You can test the alternator yourself pretty easy with a multimeter. Before you start the vehicle, hook a multimeter to the battery. Get the voltage number, now go ahead and start it and test it again. If it’s under 13.0 V with the vehicle started, the alternator is probably bad.
That’s a very abbreviated version of something that’s explained much better in this video:
4. Bad Starter
Your Equator may be turning over slowly due to a worn starter motor. When you turn the key, a powerful electromagnet is activated that forces the starter gear to engage. Once this happens, the starter turns the flywheel fast enough fast enough that the engine can take over.
Your vehicle’s starter is really a powerful electric motor. As it wears out, I won’t be able to spin fast enough anymore, and your vehicle will hesitate to start.
It is also possible that the electrical contacts going to it are damaged or corroded.

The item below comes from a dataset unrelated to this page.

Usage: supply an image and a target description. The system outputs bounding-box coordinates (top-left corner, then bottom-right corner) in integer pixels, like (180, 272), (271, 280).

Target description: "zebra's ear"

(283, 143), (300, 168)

Suzuki Equator Hesitates to Start When Cold
If your Equator is hesitating to start when cold, it’s usually due to the battery struggling to provide enough cold cranking amperage. Batteries have two amperage ratings. The first is cranking amps, and the second as cold cranking amperage (CCA).
When the weather is nice outside the battery is able to provide it’s full cranking amperage. CCA is the number of amps that a battery can provide to the starter at 0°F for 30 seconds while maintaining 7.2 V plus. CCA is always a lower number.
Your Equator is designed to be able to start just fine with the advertised amount of cold cranking amperage. As a battery ages its ability to provide cranking amperage diminishes. In the summer this can go unnoticed, as the number of amps is above the CCA amperage But, in the winter time it’ll become a lot more obvious and a vehicle hesitate to start as the cold cranking amperage is too low.
Here’s an in-depth guide to why your Equator isn’t starting when cold.
This is not a definitive list of why a Suzuki Equator may hesitate to start, but it does cover all the most common reasons. Good luck!